Jason Briner

Briner .

Jason Briner, UB associate professor of geology, collecting sediment samples at the Buffalo Audubon Society's Beaver Meadow for an undergraduate class research project.

We asked Jason Briner, UB associate professor of geology, to tell us about his work in, and thoughts on sustainability.

What are you doing to help UB become more sustainable?

The primary way in which I help UB become more sustainable is through teaching courses on climate change. Thus, my existing contribution to the UB community comes in the form of reminders about why we need to live sustainable lives. I teach about climate change in Discovery Seminars, undergraduate introductory lectures, and in upper-division classes for undergraduate and graduate students. In my current upper-division class, my students are conducting their own research project about climate change in Western New York.  I hope that as students become engaged in the subject, maintaining sustainable lives becomes intuitive.

What kinds of sustainability related research/projects do you pursue at UB?

My research focus is on Arctic climate change.  My students and I seek to resolve unanswered questions about climate, glaciers and sea level rise.  Our work lately is focused on Greenland.  We are working hard to make sense of the Greenland Ice Sheet’s response to global warming.  It turns out that it isn’t totally straight-forward. The current pattern of ice sheet change is noisy, and we are working to better understand this noise. Equal parts discovering and head-scratching, I find it great fun and tremendously rewarding.

How are students involved in your sustainability work?

Students play a major role in the research that I do.  Graduate students conduct their thesis work about how glaciers are responding to global climate change. Undergraduate students conduct research in my paleoclimate lab, some of whom travel to remote corners of the Arctic on my research trips. I also work to incorporate climate change research into my courses, so I reach a broader undergraduate audience.

What is the one thing you would like people to know that you do in your personal life to further sustainability?

First, I would like people to know that I can do more to further sustainability.  I do my best in mostly small ways: Drive fewer days per year by commuting by bicycle, drive a fuel efficient vehicle, eat a vegetarian diet, purchase food from local sources, choose to live in an urban location to avoid dependence on car travel, air-dry laundry, etc.  What I could also do is travel by airplane less, skip a conference per year, and have more meetings by Skype.

How could UB improve its sustainability efforts?

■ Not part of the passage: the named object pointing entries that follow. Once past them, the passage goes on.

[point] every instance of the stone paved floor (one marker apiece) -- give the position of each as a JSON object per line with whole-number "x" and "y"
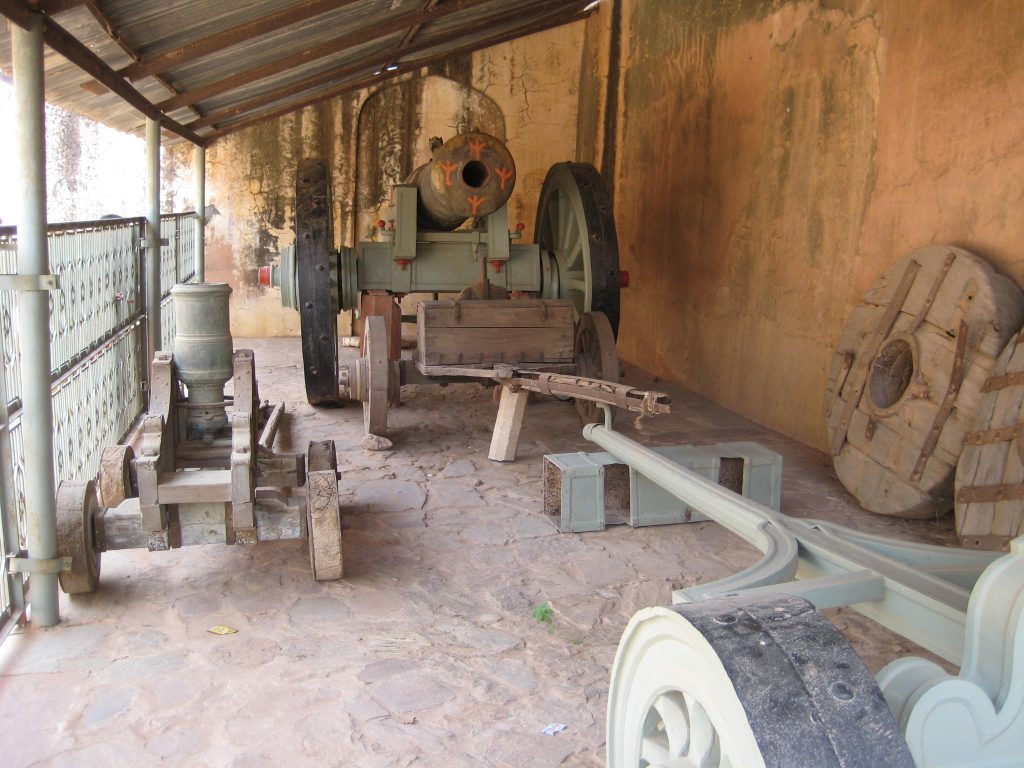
{"x": 426, "y": 653}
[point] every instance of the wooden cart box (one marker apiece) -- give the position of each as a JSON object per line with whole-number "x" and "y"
{"x": 482, "y": 332}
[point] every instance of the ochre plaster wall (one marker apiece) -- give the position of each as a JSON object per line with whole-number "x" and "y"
{"x": 251, "y": 174}
{"x": 769, "y": 160}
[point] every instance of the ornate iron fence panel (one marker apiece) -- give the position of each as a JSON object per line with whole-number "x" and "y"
{"x": 100, "y": 283}
{"x": 96, "y": 403}
{"x": 8, "y": 317}
{"x": 97, "y": 342}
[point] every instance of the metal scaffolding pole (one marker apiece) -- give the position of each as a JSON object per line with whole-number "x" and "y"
{"x": 37, "y": 419}
{"x": 199, "y": 171}
{"x": 153, "y": 242}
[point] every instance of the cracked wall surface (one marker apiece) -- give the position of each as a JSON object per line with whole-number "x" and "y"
{"x": 770, "y": 159}
{"x": 528, "y": 86}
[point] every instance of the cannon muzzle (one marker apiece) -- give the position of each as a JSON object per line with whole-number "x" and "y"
{"x": 472, "y": 174}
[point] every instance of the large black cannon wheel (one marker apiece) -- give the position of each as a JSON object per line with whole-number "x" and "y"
{"x": 316, "y": 272}
{"x": 574, "y": 225}
{"x": 745, "y": 682}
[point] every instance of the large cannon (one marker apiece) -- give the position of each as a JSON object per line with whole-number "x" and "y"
{"x": 539, "y": 316}
{"x": 207, "y": 471}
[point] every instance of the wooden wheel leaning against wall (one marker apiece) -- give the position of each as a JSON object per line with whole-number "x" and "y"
{"x": 906, "y": 377}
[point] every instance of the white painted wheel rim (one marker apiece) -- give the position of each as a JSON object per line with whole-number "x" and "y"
{"x": 671, "y": 704}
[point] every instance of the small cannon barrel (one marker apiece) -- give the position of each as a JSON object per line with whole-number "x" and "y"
{"x": 472, "y": 174}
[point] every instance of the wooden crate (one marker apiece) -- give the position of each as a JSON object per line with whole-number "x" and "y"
{"x": 488, "y": 332}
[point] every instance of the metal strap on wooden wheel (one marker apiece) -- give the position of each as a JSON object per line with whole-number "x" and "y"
{"x": 323, "y": 513}
{"x": 955, "y": 380}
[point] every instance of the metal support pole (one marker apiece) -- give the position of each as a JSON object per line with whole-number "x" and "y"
{"x": 199, "y": 171}
{"x": 153, "y": 242}
{"x": 37, "y": 419}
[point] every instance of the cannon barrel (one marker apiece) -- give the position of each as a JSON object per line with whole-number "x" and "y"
{"x": 472, "y": 174}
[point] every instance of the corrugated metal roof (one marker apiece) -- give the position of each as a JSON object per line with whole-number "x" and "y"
{"x": 207, "y": 69}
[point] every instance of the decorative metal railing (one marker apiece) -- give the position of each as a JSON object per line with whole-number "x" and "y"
{"x": 97, "y": 342}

UB is doing a great job of practicing sustainability across its campuses.  As a bicycle commuter to North Campus, I mostly notice areas for improvement regarding ways to get to and from campus that don’t involve a car. Along my bike commute from Buffalo, I have the luxury of being in a bike lane for much of my route. When I turn onto UB campus, however, bike lanes end. The large intersections along the Audubon Parkway do not have crosswalks. The wide parkway is a moat to those not in a car.  With expanding student housing all around UB and increasing interest in encouraging renewable energy practices, I trust that UB is working hard to improve bike and pedestrian access to campus from all directions.